El Consorcio Portuario de Mar del Plata llamó a una compulsa de precios para dragar el puerto pero la obra se reduce. De querer dragar y refular más de dos millones de metros cúbicos, ahora apenas será menos de un tercio.
El Consorcio Portuario de Mar del Plata llamó a una compulsa de precios para dragar el puerto pero la obra se reduce. De querer dragar y refular más de dos millones de metros cúbicos, ahora apenas será menos de un tercio.
Después de sumar anuncios y fracasos en el proceso de licitación para adjudicar la obra de dragado, el puerto de Mar del Plata parece condenado a vivir en emergencia de aquí hasta que alguna otra administración encare un profundo trabajo de remoción de sedimentos que hoy taponan su presente y entierran su futuro.

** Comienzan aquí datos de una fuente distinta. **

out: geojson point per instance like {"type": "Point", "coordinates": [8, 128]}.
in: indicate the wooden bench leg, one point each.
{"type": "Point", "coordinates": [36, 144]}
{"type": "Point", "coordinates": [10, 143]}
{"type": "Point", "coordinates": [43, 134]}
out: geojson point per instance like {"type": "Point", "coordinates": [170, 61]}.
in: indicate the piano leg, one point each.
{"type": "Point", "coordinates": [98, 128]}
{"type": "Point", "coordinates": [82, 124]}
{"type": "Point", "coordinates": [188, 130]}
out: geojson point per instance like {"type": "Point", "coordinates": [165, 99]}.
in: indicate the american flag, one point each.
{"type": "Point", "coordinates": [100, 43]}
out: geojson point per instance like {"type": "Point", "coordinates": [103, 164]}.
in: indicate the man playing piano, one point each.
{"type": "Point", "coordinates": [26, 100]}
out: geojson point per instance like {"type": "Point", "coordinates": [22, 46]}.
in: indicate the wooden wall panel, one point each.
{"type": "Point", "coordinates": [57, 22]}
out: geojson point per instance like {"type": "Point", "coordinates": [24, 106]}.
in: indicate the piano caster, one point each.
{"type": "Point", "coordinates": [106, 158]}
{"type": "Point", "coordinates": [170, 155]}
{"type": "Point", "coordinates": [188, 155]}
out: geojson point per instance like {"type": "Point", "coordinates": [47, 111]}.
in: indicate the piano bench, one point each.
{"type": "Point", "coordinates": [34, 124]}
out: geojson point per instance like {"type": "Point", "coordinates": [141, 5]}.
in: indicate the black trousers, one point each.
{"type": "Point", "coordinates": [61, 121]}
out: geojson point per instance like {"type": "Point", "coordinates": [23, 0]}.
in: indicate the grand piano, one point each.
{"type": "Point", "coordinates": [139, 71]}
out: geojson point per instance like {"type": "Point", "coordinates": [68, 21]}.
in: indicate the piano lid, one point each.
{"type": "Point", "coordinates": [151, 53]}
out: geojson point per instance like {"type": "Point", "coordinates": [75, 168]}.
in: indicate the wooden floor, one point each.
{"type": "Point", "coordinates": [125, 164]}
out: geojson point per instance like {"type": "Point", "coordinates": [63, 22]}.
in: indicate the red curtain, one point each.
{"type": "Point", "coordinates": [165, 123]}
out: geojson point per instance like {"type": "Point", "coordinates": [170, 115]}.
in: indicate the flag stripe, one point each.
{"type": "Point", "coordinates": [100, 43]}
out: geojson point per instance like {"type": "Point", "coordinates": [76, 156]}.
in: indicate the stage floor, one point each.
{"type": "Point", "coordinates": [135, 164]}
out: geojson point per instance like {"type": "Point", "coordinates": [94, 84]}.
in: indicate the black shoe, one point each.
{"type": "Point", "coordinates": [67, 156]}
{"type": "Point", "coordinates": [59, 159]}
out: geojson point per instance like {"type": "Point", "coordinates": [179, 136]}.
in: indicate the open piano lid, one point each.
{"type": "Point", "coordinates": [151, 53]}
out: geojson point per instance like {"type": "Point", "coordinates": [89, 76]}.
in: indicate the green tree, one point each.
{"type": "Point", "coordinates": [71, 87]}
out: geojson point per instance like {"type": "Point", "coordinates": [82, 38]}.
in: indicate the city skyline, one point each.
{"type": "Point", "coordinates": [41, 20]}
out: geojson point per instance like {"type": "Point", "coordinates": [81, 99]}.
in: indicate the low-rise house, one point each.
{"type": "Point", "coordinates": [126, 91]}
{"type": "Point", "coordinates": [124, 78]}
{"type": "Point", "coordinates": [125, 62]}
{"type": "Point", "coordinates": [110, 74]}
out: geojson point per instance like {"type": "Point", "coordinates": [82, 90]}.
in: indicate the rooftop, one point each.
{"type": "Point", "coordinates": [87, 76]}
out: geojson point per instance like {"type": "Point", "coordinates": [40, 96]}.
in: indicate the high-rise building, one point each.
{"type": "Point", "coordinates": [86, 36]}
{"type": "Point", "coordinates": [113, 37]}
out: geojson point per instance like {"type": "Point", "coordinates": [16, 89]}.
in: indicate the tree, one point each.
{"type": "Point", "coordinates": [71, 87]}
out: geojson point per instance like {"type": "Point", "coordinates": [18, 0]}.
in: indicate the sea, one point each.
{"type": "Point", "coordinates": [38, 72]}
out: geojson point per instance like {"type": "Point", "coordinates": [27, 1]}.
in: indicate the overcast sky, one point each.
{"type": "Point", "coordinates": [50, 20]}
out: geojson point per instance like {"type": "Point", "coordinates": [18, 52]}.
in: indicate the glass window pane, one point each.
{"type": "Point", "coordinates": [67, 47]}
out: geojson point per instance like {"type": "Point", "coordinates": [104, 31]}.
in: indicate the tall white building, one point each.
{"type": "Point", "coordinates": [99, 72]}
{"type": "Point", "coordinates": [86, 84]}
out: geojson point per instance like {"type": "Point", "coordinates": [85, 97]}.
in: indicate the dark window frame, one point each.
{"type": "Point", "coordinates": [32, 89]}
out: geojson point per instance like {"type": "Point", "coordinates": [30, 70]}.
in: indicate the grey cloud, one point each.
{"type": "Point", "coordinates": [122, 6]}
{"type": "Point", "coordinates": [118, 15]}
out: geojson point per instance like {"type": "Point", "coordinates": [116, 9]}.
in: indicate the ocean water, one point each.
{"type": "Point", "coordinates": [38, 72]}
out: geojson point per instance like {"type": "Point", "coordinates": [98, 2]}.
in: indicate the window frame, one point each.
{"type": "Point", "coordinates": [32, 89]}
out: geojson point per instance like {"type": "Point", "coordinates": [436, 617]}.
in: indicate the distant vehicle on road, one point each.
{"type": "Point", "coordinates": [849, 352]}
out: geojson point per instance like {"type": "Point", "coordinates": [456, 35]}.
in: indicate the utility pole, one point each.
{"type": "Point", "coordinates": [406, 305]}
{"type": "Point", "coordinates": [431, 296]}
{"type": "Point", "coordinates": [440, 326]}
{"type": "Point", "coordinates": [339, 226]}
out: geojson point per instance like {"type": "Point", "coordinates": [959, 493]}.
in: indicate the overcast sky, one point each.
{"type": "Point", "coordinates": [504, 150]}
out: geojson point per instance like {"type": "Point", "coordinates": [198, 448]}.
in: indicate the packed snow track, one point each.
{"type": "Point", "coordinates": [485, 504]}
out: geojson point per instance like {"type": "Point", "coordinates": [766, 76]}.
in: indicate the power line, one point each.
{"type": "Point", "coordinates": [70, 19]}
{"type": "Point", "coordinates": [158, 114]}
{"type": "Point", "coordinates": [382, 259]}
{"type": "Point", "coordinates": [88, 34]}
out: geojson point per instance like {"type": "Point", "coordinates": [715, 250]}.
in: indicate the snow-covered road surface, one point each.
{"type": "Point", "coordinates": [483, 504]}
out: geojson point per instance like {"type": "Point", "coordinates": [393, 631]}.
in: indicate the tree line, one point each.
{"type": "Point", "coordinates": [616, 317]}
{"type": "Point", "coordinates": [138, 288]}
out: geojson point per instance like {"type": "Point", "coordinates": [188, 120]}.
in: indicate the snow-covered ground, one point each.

La Resolución 88 que firmó el interventor del Consorcio Portuario el mes pasado no hace más que convalidar la emergencia permanente que atravesará a la estación marítima local.
La compulsa de precios para que todas las empresas que compraron pliegos y se interesaron, desde lo administrativo, en asumir el desafío de dragar este puerto marca por un lado la necesidad imperiosa de comenzar con una obra que se dilata desde principios de año.
Pero también, al observar los planos donde se limita el área a dragar, sobresale con nitidez que el triángulo que forma el mapa, donde quedan comprendidos el canal secundario y un sector del canal principal, es apenas un tercio de la obra prometida hace más de dos años, cuando la Presidente de la Nación y el Gobernador, se referían al dragado y refulado del banco de arena sobre la Escollera Sur.
“Como mucho serán 600 mil metros cúbicos”, le dijo Jorge Rando a REVISTA PUERTO. Rando fue técnico de la Dirección Nacional de Construcciones Portuarias y Vías Navegables de la Delegación Mar del Plata-Quequén en el siglo pasado y ahora integra La Red Belgrano de Ciencia y Tecnología, junto a profesionales de la UTN, la Facultad de Ingeniería de la Universidad Nacional y FASTA.
Si finalmente una empresa logra acercar una propuesta más o menos viable, con IVA incluido, avisó Machinandiarena desde la Resolución, y arranca la obra, el banco de arena que se extiende sobre la Escollera Sur apenas se erosionará un par de metros. Con una deriva de litoral que aporta 50 mil metros cúbicos por mes a la alimentación de dicho banco, en poco más de un año las condiciones de acceso al puerto marplatense estarán en las mismas condiciones que ahora.
Rechazada la única oferta presentada en el segundo llamado, cuando ya habían reducido la dimensión de la obra solo al canal auxiliar y principal, con el banco de arena, pero sin el canal interior, ahora las empresas deben cotizar la “recuperación de enfilación principal y secundaria del canal de acceso exterior e interior”.
Las empresas oferentes deben informar: fecha de inicio, metodología de ejecución, plazo de trabajo y monto económico (IVA incluido). Deben asumir el compromiso de mantener la oferta durante 90 días.
Los diez días hábiles dispuestos por la Resolución 88 para presentar propuestas técnicas vence en las próximas horas y el jueves de la semana que viene está previsto que el Consorcio anuncie las ofertas recibidas.
Se descuenta que la UTE integrada por Servimagnus SA, SDS Do Brasil, Rowing SA y Servidraga SA entregará una propuesta más ajustada al presupuesto oficial. Sobre todo porque debe dragar mucho menos metros cúbicos.
Por estas horas hay expectativas por lo que pueden hacer las otras empresas que compraron el pliego en el verano pero no ofertaron en la primera licitación, como Dragados y Obras Portuarias SA, la filial nacional de Van Oord Dredging and Marine Contractors, Compañía Sudamericana de Dragados SA y la división criolla de Boscalis Internacional.
Los 90 millones presupuestados ya el año pasado se mantienen. Deberían sobrar, pero luego del papelón con la oferta excedida en casi un 40% tras el segundo llamado, nadie duerme tranquilo en el Consorcio.
De todas maneras Machinandiarena buscó paliativos para ponerle freno a una oferta desmesurada. “La propuesta recaerá en una que presente las mejores condiciones técnicas y económicas a lo cual habría que sumarle los informes técnicos de los organismos públicos competentes que den cuenta de cuál es en la actualidad el precio razonable a abonar conforme los estándares de mercado para obras de la especie”, dice la Resolución.